Je vous envoye la lettre1) que M.de Vauvré m'escrit de Chatan, oü il a laissé M. de Rabesnières fort blessé, et son vaisseau n'est point encore revenu, ce qui m'inquiète fort.

Les rapports que le S.r Sehmit, capitaine anglois, a fait a son retour, et quelques lettres qui sont venues de la flotte sont fort desavantageuses a 1'escadre de S. M., et presentement toute la cour et toute la ville sont persuadés que la pluspart de nos vaisseaux n'ont point combattu, et que les autres n'ont fait qu'escarmoucher contre quelques vaisseaux zelandois destachez pour les amuser.

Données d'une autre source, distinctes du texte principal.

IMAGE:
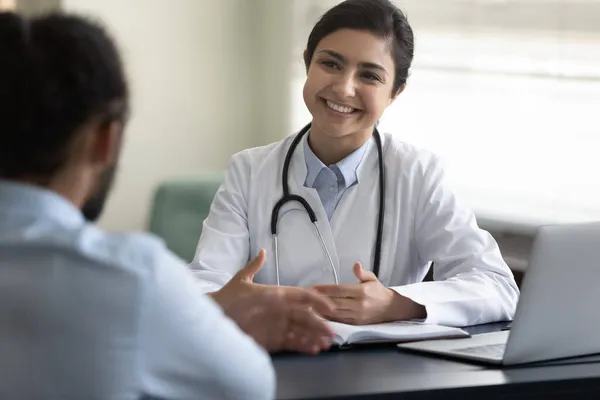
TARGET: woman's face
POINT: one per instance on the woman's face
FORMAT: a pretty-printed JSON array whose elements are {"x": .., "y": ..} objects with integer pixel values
[{"x": 349, "y": 83}]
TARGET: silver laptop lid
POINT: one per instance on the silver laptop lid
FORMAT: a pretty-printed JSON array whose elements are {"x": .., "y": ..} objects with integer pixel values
[{"x": 559, "y": 308}]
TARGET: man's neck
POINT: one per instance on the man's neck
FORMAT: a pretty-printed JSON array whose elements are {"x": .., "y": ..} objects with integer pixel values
[{"x": 71, "y": 186}]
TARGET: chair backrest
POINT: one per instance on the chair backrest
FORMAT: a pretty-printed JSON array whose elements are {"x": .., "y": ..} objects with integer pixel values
[{"x": 179, "y": 208}]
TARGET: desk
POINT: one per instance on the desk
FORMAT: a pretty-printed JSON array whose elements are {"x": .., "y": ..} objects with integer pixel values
[{"x": 387, "y": 373}]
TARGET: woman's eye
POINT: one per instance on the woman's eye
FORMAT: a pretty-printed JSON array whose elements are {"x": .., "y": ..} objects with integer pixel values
[
  {"x": 330, "y": 64},
  {"x": 371, "y": 76}
]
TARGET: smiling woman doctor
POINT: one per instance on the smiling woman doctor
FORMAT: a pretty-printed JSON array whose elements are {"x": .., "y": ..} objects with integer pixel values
[{"x": 382, "y": 209}]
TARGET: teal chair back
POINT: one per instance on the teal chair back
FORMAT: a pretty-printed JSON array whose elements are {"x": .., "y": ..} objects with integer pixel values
[{"x": 179, "y": 207}]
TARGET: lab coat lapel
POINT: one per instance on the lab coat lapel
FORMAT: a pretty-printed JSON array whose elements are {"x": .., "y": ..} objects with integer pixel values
[
  {"x": 354, "y": 224},
  {"x": 297, "y": 177}
]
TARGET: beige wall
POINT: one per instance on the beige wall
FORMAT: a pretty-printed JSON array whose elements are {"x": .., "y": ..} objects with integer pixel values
[
  {"x": 191, "y": 66},
  {"x": 208, "y": 78}
]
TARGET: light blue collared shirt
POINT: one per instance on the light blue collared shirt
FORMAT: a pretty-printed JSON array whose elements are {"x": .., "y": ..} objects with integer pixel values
[
  {"x": 86, "y": 314},
  {"x": 332, "y": 181}
]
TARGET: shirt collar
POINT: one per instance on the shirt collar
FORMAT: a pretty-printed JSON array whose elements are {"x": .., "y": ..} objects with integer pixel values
[
  {"x": 38, "y": 201},
  {"x": 347, "y": 166}
]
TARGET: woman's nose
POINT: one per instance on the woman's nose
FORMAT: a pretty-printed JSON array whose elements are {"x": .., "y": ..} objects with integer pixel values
[{"x": 345, "y": 85}]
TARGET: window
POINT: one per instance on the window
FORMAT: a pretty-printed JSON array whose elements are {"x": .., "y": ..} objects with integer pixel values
[
  {"x": 507, "y": 92},
  {"x": 7, "y": 5}
]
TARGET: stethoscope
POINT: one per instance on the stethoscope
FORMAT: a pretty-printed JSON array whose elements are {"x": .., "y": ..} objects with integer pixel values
[{"x": 287, "y": 196}]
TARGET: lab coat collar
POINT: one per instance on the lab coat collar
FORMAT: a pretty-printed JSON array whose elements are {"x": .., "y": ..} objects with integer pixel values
[
  {"x": 299, "y": 170},
  {"x": 347, "y": 166}
]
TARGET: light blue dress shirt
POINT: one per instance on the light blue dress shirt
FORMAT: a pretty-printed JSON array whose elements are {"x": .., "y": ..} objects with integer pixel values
[
  {"x": 86, "y": 314},
  {"x": 332, "y": 181}
]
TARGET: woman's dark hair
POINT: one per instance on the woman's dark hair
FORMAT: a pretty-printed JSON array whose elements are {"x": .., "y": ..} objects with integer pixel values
[
  {"x": 57, "y": 73},
  {"x": 380, "y": 17}
]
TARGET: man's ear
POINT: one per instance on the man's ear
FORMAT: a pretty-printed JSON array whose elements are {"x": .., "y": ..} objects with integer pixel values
[
  {"x": 306, "y": 63},
  {"x": 398, "y": 92},
  {"x": 106, "y": 144}
]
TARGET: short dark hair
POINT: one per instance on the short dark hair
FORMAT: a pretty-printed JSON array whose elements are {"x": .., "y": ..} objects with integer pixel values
[
  {"x": 57, "y": 73},
  {"x": 380, "y": 17}
]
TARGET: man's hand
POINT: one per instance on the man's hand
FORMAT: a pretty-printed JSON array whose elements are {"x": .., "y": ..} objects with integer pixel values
[
  {"x": 278, "y": 318},
  {"x": 369, "y": 302}
]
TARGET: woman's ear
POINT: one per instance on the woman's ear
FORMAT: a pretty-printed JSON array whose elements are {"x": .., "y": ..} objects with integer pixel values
[
  {"x": 306, "y": 62},
  {"x": 398, "y": 92}
]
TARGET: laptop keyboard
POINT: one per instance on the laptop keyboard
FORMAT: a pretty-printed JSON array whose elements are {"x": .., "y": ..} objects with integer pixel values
[{"x": 487, "y": 350}]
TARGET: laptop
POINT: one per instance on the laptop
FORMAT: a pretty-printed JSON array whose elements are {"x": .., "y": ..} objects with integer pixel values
[{"x": 558, "y": 312}]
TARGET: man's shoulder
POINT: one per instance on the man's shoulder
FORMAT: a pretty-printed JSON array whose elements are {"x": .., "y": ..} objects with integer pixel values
[{"x": 130, "y": 251}]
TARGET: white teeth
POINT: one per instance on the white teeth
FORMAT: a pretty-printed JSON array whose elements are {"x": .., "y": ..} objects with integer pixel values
[{"x": 338, "y": 108}]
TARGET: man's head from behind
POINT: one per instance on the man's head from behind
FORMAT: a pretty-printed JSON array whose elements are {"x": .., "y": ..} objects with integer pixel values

On dit mesme qu'ils n'ont fait que ce a quoy on se devoit attendre, et ceut autres sottises qui vont estre des semences de division, auxquelles il sera fort difficile de remedier, quoyque le Roy d'Angleterre et Milord Arlington y fassent tout leur possible. 11 y a mesmes eu des gens du conseil dudit Roy qui ont dit qu'il falloit qu'il fist la paix avec les Hollandois et qu'il se raccommodast avec son Parlement, en luy faisant quelque excuse sur ce qu'il a entrepris sans 1'assembler. Enfin, tout ce qu'il y a de gens contraires aux desseins du Roy d'Angleterre, qui sont en beaucoup plus grand nombre que les autres, triomphent, et le petit peuple crie fort contre les Francois.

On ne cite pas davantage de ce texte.